Playing with Uber GPS tracks in SF
Task 1 & 2
Develop and train a model that can predict travel times across SF.
I used a time weighted, grid based approach to solve this problem. This is accomplished with the help of NumPy and its awesome multi-dimensional arrays. The general idea is to loop over each point in the GPS data and operate on pairs of locations, calculating the distance and the a time delta. Using a very simple euclidean distance algorithm we can linearly divide the total time difference across each cell the path crosses. Essentially we train each cell by modulating its time-weight based on the time it take to cross it. Once the model is trained I save it to disk so we can use it to predict times very quickly. Prediction re-uses the distance/vector algorithm to traverse a path and sum each cell time the path crosses.
One thing to note is the structure of the nd-array. Its a 1000 x 1000 x 7 grid over SF. Each coordinate pair trains on an daily index (the z-axis, 0 to 7). To predict travel times without a given time/day the grid is simply averaged into a 2d array and used to predict. To predict at a given location and day the corresponding daily index grid is used. Originally I was using an hourly index, and easily modify the grid to add a fourth axis for hour. This might improve the accuracy.
This approach just uses "as the crow flies" distance, which is less than perfect for a city.
By using only a daily index on the data we assume uniform temporal distribution throughout each. This is an obvious error, as traffic is highly dynamic yet petterned. Probably simple to correct by adding a fourth dimension to the matrix for time of day.

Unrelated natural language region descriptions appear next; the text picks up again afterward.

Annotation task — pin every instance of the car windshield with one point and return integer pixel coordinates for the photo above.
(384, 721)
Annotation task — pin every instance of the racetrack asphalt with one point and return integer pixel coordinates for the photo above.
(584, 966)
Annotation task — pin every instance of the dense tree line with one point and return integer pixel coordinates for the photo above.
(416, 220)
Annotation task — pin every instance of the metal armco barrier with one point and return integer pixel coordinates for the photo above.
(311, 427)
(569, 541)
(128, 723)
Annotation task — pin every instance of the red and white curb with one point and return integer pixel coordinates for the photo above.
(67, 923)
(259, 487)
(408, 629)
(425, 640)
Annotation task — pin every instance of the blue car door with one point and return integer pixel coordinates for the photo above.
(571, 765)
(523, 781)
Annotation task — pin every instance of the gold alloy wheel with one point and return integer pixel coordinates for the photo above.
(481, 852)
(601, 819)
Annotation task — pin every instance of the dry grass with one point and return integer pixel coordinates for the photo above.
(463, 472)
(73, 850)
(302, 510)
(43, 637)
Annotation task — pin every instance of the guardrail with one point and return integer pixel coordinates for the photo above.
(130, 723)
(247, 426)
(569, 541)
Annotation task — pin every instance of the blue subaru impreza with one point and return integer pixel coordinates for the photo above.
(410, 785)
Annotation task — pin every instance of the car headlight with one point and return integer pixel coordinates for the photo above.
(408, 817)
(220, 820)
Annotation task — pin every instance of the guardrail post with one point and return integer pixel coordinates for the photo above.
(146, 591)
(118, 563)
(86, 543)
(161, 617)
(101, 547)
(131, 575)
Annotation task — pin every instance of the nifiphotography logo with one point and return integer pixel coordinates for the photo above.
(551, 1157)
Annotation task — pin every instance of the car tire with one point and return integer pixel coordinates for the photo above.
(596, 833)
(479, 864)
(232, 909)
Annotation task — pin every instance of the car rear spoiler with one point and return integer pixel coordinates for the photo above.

A grid based solution works, but a node graph solution would probably be better. Id like to experiment with using a graph database as the adaptation model, would be interesting for sure.
The training is slow, the time diff fn is to blame for this. If I create a time diff that was avoided using the time_delta fn in datetime itd be faster.
(output from running task1_2.py):
Using the 25k GPS tracks can I think of way to detect errors/outliers and "scrub" them from any given GPS track.
I chose to treat this problem as an distance-threshold problem where any point that was further from the previous point than given a threshold would be dropped from the track. The goal then is to eliminate the highest number points while minimizing the amount of total time lost in GPS track. All this solution does is compute distances and drops points if thy cross a given threshold.
I think Ive got a pretty solid was to solve this problem though. Its simple and solid solution that works.
This is a pretty rough and simple way of solving this problem, and there are several issues with this. It doesnt solve the problem of stationary sensors that would cause problems with the ETA algorithm.
Could / Should use a combination of bearing and distance to more accurately drop points.
Notes: One thing I noticed was that one track "18880" had a lot of dropped points. It turned out there was something funky. Several points share the same lat/lon: 37.600135, -122.383066. This is most likely an error, but I was curious so I made a simple map of this GPS track. See http://geocommons.com/maps/154890 - there is Prelim, dirty version of the track and a cleaned version.
Running the code:
- 21 Points are dropped at a threshold of .1 degrees
- 26 Points are dropped at a threshold of .05 degrees
- 48 Points are dropped at a threshold of .025 degrees
- 135 Points are dropped at a threshold of .0125 degrees
Ive got some images going, have a cool viz tool in mind and am hacking on it. Wanted to share code anyway.